Liban : la France délivre un mandat d'arrêt international contre Riad Salamé, le puissant gouverneur de la Banque centrale
C'est une étape majeure dans la descente aux enfers de celui qu'on appelle "le Madoff libanais".
Mardi 16 mai, Riad Salamé a refusé de se présenter à un interrogatoire au tribunal judiciaire de Paris. À quatre reprises, quatre jours de suite, la semaine dernière, des policiers libanais s'étaient pourtant rendus au siège de la Banque à Beyrouth pour lui délivrer sa convocation : sans succès. La juge d'instruction française, a donc choisi la manière forte en délivrant un mandat d'arrêt.
Riad Salamé, 72 ans aujourd'hui, est soupçonné de s'être enrichi de manière illicite, de s'être créé un patrimoine immobilier et bancaire colossal de plus de deux milliards de dollars, réparti en Europe et dans des paradis fiscaux.
Des enquêtes dans six pays
A Paris, en juillet 2021, le Parquet national financier a ouvert une information judiciaire pour blanchiment en bande organisée. Au moins six autres pays européens ont également Riad Salamé dans leur viseur. La Suisse, par exemple, le soupçonne d'avoir détourné plus de 330 millions de dollars de commissions sur la vente de titres financiers de la Banque centrale libanaise. L'an dernier, la France, l'Allemagne et le Luxembourg ont gelé une partie de ses avoirs.

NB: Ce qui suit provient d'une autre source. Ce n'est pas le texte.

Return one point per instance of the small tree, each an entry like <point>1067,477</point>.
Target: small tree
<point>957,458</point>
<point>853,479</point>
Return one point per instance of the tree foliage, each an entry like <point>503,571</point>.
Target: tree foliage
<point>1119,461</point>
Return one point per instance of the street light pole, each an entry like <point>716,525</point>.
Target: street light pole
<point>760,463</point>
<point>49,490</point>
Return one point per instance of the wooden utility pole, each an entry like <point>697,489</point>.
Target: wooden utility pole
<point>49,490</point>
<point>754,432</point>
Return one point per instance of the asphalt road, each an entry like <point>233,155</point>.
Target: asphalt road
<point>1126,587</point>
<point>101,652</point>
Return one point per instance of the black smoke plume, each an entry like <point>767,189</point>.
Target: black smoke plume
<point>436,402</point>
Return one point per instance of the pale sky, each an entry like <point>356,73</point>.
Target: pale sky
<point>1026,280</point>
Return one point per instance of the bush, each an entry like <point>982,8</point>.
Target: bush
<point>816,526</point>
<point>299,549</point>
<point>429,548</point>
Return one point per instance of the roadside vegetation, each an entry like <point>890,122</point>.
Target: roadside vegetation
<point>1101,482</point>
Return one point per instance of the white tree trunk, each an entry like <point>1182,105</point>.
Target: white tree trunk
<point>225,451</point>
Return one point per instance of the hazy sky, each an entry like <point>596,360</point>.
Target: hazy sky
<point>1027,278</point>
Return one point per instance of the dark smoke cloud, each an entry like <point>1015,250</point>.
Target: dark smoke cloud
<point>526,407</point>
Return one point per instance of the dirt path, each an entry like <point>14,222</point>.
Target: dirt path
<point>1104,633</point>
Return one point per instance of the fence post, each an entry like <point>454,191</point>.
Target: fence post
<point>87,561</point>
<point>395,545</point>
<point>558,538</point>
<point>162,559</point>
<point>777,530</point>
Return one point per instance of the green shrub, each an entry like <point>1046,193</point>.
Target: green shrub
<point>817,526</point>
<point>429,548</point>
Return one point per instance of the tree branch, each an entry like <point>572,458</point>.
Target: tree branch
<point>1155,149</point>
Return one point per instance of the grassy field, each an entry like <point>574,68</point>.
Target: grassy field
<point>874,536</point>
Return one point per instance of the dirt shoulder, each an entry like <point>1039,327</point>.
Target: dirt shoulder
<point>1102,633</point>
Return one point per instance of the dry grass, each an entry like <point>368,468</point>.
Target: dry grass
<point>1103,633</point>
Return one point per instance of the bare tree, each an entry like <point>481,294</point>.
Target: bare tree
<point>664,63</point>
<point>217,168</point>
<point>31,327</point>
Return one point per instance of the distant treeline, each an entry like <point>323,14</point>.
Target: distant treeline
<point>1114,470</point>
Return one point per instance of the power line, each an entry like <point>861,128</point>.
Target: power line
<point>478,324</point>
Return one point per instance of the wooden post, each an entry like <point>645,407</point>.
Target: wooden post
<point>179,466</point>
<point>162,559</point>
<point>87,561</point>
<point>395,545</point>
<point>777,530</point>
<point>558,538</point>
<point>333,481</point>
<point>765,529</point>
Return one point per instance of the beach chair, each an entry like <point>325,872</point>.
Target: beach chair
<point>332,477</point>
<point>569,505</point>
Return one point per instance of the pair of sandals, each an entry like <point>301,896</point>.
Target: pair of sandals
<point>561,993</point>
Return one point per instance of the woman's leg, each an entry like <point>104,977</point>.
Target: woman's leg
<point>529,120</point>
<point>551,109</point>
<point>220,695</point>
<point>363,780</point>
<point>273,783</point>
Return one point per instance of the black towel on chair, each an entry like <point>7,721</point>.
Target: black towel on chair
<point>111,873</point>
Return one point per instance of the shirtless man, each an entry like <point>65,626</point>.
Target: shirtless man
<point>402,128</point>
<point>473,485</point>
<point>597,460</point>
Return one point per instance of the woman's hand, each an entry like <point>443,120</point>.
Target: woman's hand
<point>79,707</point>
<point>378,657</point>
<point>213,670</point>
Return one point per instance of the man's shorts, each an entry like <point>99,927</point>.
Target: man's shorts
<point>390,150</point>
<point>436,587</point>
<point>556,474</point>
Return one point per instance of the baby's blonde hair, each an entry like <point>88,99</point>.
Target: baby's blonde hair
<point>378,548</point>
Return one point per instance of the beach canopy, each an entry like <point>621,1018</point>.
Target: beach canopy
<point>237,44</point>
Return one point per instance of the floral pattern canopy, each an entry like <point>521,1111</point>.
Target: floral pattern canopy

Et pourtant, il est toujours en poste. Riad Salamé réfute toutes les accusations dont il fait l'objet ; il conteste pied à pied chaque décision judiciaire. Cela fait trente ans qu'il est à la tête de la Banque centrale libanaise, il y a été placé en 1993 par Rafik Hariri. Pendant longtemps, on l'a présenté comme un génie de la finance, un visionnaire. Il a surtout distribué à tour de bras des prêts et des crédits et laissé l'Etat s'endetter jusqu'au cou pour financer la reconstruction du pays, qui sortait de 15 ans de guerre civile... Il est quasiment devenu intouchable.
Sa popularité s'est effondrée
Mais quand la roue commence à tourner après 2010, quand l'économie libanaise dévisse, il apparaît comme l'une des pièces centrales de cette déroute. L'exemple absolu du responsable indéboulonnable et corrompu qui cristallise la colère des Libanais. À partir de 2019, année du soulèvement, sa popularité s’est d'ailleurs effondrée à peu près au même rythme que la livre libanaise - qui a perdu plus de 80 % de sa valeur. Son frère, son ex compagne, son fils et sa collaboratrice sont eux aussi mis en cause. Mais Riad Salamé reste droit dans ses bottes : il a déjà annoncé qu'il allait contester son mandat d'arrêt.
"La large dérobade de Salamé est à la mesure de son cynisme et de son refus d’assumer toute responsabilité (...). Un jour ou l’autre, il sera arrêté", affirme William Bourdon, l'avocat de l’association Sherpa et du Collectif des victimes des pratiques frauduleuses et criminelles au Liban (CPVCL), parties civiles. L’avocat met aussi cause "une obstruction systématique de certains magistrats libanais, en contradiction totale avec leurs obligations vis-à-vis de la France".
Au Liban, où justice et intérêts politiques sont souvent étroitement liés, la suite qui sera donnée à la mise en cause judiciaire de Riad Salamé permettra aussi de juger de la solidité de l'appareil judiciaire de Beyrouth.